8) | Rule 144 Reporting |
8.01 With a view to making available the benefits of certain rules and regulations of the Securities and Exchange Commission which may permit the sale of the Registrable Securities to the public without registration, the Company agrees to:
(a) Make and keep public information available, as those terms are understood and defined in Rule 144 under the Securities Act, at all times from and after ninety (90) days following the effective date of the first registration under the Securities Act filed by the Company for an offering of its securities to the general public;
(b) Use its best efforts to file with the Commission in a timely manner all reports and other documents required of the Company under the Securities Act and the Exchange Act at any time after it has become subject to such reporting requirements; and
(c) Furnish to the Holders forthwith upon request a written statement by the Company as to its compliance with the reporting requirements of Rule 144 and of the Securities Act and the Securities Exchange Act of 1934 (at any time after it has become subject to such reporting requirements), a copy of the most recent annual or quarterly report of the Company, and such other reports and documents so filed as a Holder may reasonably request in availing itself of any rule or regulation of the Commission allowing a Holder to sell any such securities without registration.
9) | Lock-Up |
9.01 In any underwritten registration of the Company’s Ordinary Shares, all Holders of Registrable Shares agree that any sales of Registrable Shares may be subject to a “lock-up” period restricting such sales for up to 90 days (subject to requirement by underwriters for a period not to exceed 180 days).

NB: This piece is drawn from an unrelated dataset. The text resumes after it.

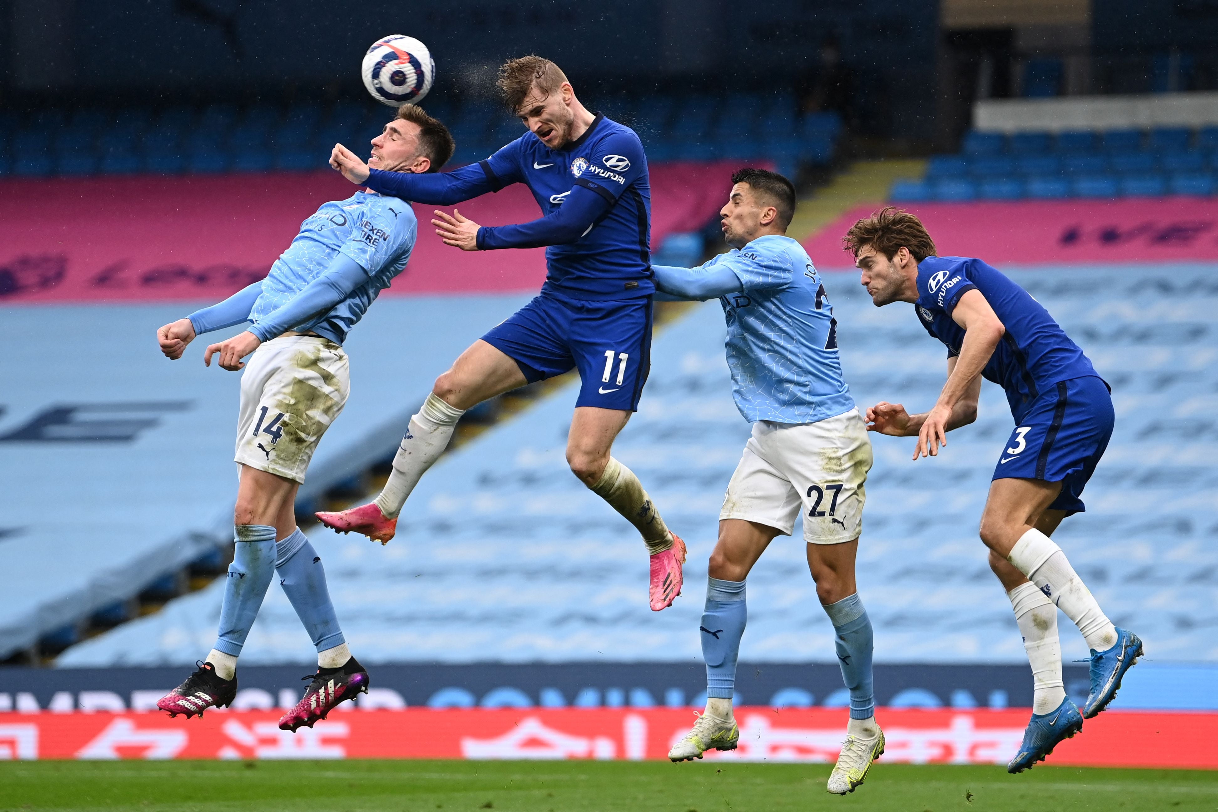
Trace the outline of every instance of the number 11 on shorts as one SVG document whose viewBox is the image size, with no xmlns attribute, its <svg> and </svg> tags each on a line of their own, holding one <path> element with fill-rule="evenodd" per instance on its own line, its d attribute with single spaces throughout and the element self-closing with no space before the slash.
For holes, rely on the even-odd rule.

All Holders agree to abide by a customary “lock-up” period of up to 90 days (subject to requirement by underwriters for a period not to exceed 180 days) as is required by the underwriter in a registration under section 2.02 of this Agreement.
Notwithstanding the foregoing provisions of this Section 9.01 (a) the Holders will be subject to the lock-up restrictions for an offering only if the Company’s executive officers, directors and shareholders holding a comparable number of shares are similarly locked-up for such offering and (b) all of the restrictions of this Section 9.01, including any lock-up periods, shall expire and be of no further force or effect on the one year anniversary of the effective date of the Company’s initial public offering (in whatever country it occurs).
10) | New Registration Rights |
10.01 For the removal of any doubt, nothing in this Appendix shall limit the Company’s ability to register additional of its securities, including those issued to employees, consultants and service-providers.